Yet with vast numbers of Christian conversions in the region, a deep-seated puritanism also set in. Converts were encouraged to view indigenous culture as ‘barbaric’ and backwardly heathen. If this led to a drastic decline in the promotion and practice of indigenous art, particularly music, it also prompted the government to ban the production and selling of local liquor.

“Which is why,” one of my companions explains, “we’re sitting here.”

While foreign alcohol floods Meghalaya’s markets, welcomed as a mark — as with other branded things — of progress and development, local brewers are forced to work in the shadows and deal with the humiliation and inconvenience of frequent police raids. In many places, kiad is sold illegally (in plastic bags), and with no official supervision, mostly adulterated beyond recognition.

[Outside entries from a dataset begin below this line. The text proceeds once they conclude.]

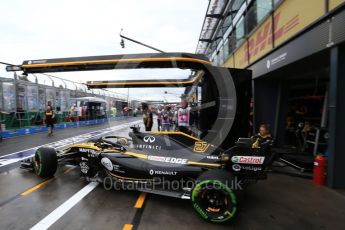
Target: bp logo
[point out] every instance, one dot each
(235, 159)
(107, 163)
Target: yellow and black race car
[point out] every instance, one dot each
(166, 163)
(209, 171)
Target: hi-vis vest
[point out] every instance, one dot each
(183, 116)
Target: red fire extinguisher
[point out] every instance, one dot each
(320, 170)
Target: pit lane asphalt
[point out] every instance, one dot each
(281, 202)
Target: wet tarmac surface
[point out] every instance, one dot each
(280, 202)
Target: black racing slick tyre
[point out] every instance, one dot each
(45, 162)
(213, 197)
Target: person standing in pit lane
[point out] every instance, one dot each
(263, 136)
(159, 117)
(50, 116)
(147, 117)
(183, 117)
(166, 119)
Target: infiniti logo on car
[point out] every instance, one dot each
(149, 139)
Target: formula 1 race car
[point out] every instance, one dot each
(209, 176)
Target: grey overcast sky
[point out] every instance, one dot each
(40, 29)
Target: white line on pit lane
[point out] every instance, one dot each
(65, 142)
(55, 215)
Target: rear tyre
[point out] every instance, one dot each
(213, 198)
(45, 162)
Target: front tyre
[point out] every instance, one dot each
(45, 162)
(212, 197)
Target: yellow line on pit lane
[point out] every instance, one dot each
(140, 200)
(31, 190)
(127, 227)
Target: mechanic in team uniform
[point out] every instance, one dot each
(263, 136)
(159, 117)
(183, 117)
(49, 119)
(166, 118)
(147, 117)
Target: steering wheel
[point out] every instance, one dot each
(112, 143)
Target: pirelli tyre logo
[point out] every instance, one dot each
(248, 160)
(201, 146)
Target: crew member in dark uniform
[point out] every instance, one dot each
(50, 119)
(147, 117)
(263, 136)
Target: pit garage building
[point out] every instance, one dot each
(296, 52)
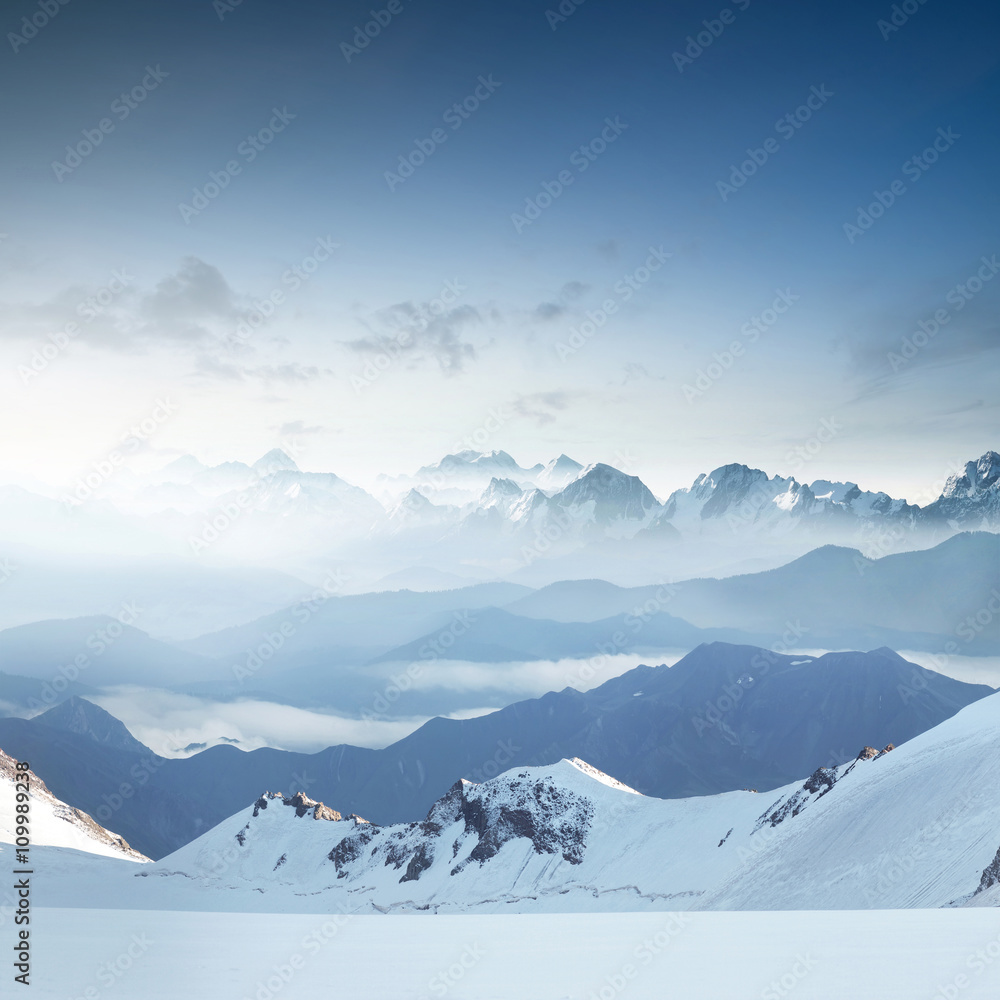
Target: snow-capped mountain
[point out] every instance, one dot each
(52, 822)
(744, 499)
(916, 825)
(482, 515)
(971, 499)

When my bamboo tumbler empties, I’m given a glass of clear-as-water liquid. A light sniff, and my nostrils burn. “That’s 70 per cent pure alcohol,” I’m warned, “the good stuff. Just make sure you don’t drink and smoke at the same time.”

Diluted with water, it glides down my throat, leaving a warm, bittery trail in its wake. A piece of charcoal sits at the bottom of the bottle — “To preserve its alcohol content”. The kiad is triple-distilled, making it immaculately pure, and at about ₹100 a bottle, immaculately cheap. Variations include kiad tangsnem, drunk, they say, by grave cremators and nongshohnohs (kidnapper/killers) to fill them with bravado before their gruesome tasks. I drink slowly but struggle to finish. The liquor is fiercely strong, rushing straight to my head.

Weeks later, one of my drinking companions sends across a present — a gigantic bottle of beetchi, fermented rice beer brewed only in the Garo Hills. It’s the colour of dull honey, and packed with a wonderful smoky, sweet flavour. Deceptively light and utterly delicious.

Inarguably, I’d found my favourite.

Until the day I can walk into a shop and purchase this freely over the counter, it comes surreptitiously to my doorstep, wrapped in twine and bamboo leaves. It’s time, I say, to raise a glass for the local to be celebrated and unchained.